BIOS flash might not be a bad idea if it's draining significantly.
 

Loser

New Member
Drain dead or just down a little bit? It'll frequently bounce between 95-100 for me when plugged in. That's normal.

BIOS flash might not be a bad idea if it's draining significantly.
At first, it would drain to 95% or so then stop. Over time, the draining accelerated. Before I took it for its second service (a few days ago) it would drain to 85% or so. (Note: Every time I turn it on again, it was magically back at 100%, although I keep it unplugged when it's turned off.) After the second service, it starts at 71% when I turn it on, gradually increases to 82%-83%, then starts falling again, though every time I turn it on, it shows 71% (I remind you I keep it unplugged when it's turned off.)

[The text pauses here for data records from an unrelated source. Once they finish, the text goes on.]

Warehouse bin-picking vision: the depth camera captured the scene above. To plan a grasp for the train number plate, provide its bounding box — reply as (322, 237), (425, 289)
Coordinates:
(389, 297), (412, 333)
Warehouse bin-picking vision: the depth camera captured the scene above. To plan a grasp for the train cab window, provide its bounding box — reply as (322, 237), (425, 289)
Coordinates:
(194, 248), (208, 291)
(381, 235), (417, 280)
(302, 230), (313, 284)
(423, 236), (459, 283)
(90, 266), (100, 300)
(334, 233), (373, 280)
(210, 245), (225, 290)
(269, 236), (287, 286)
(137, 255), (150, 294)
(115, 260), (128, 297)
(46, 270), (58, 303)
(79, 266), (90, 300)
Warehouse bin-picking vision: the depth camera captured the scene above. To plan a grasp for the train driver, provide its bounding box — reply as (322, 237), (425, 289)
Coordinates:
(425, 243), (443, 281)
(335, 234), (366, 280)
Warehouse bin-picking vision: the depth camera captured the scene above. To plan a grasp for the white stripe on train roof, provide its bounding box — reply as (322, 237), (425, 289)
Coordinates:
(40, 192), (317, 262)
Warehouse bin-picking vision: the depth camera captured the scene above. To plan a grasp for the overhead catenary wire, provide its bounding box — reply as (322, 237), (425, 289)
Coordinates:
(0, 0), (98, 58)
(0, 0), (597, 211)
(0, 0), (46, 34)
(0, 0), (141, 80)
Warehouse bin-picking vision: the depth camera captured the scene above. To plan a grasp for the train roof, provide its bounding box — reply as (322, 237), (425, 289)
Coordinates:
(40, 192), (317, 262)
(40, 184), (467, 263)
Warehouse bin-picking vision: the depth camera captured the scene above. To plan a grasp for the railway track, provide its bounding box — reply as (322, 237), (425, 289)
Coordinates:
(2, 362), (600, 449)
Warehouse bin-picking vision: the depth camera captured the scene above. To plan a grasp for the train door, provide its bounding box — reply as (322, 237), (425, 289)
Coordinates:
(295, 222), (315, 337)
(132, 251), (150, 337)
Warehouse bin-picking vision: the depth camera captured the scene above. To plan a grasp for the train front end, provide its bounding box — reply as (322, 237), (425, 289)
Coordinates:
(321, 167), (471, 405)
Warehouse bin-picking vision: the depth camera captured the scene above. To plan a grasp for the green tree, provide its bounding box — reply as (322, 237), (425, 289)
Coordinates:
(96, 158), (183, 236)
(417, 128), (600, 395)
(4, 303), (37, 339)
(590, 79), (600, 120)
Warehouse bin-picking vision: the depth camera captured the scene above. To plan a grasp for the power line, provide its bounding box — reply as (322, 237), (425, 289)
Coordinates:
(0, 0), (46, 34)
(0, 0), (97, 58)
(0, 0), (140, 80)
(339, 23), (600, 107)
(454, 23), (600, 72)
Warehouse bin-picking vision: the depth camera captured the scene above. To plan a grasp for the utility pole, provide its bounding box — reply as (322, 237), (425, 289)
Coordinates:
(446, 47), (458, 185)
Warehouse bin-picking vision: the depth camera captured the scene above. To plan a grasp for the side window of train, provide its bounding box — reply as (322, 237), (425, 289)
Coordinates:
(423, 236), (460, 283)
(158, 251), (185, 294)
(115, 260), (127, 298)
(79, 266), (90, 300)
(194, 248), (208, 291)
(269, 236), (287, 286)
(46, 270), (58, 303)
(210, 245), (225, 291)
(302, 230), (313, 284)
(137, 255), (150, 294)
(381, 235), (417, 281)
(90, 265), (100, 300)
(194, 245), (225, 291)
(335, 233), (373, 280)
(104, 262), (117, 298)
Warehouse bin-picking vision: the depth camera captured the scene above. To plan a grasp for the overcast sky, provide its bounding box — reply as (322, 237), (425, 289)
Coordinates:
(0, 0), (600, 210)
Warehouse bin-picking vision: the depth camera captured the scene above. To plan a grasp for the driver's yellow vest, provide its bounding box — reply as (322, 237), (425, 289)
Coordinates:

Can anybody make anything out of this?
 

beers

Moderator
Staff member
Do you manually unplug all the time and just use battery power? That adds a lot of charge cycles. You can leave it plugged in while off, the charging circuit is regulated.

I've seen chargers gradually fail where they provide a decreased amount of power that can't run the system and charge the battery at the same time. The voltage in the battery would restore a little bit after being used and then not, additional readings when the system is on are probably showing you the right charge.

You can also use a linux boot disk to pull info off of the battery. There's probably a Windows tool for that but I don't know one off hand. Here's some output from my laptop's failing battery as an example
┌─[beers@Betsy-v3]─[~]
└──╼ $upower -i /org/freedesktop/UPower/devices/battery_BAT0
native-path: BAT0
vendor: Samsung SDI
model: DELL 5CGM417
serial: 28294
power supply: yes
updated: Tue 09 Feb 2021 12:18:43 PM CST (69 seconds ago)
has history: yes
has statistics: yes
battery
present: yes
rechargeable: yes
state: fully-charged
warning-level: none
energy: 11.3109 Wh
energy-empty: 0 Wh
energy-full: 11.3109 Wh
energy-full-design: 62.16 Wh
energy-rate: 0.0111 W
voltage: 12.237 V
percentage: 100%
capacity: 18.1964%
technology: lithium-ion
icon-name: 'battery-full-charged-symbolic'
 

Darren

Moderator
Staff member
I'd still vote a BIOS flash. Seems like it's not getting detected properly almost. If you haven't replaced the charger, do so. Leave it plugged in whenever you don't need to physically move it around. Even when not in use. Pointless to unplug it constantly unless you need the portability.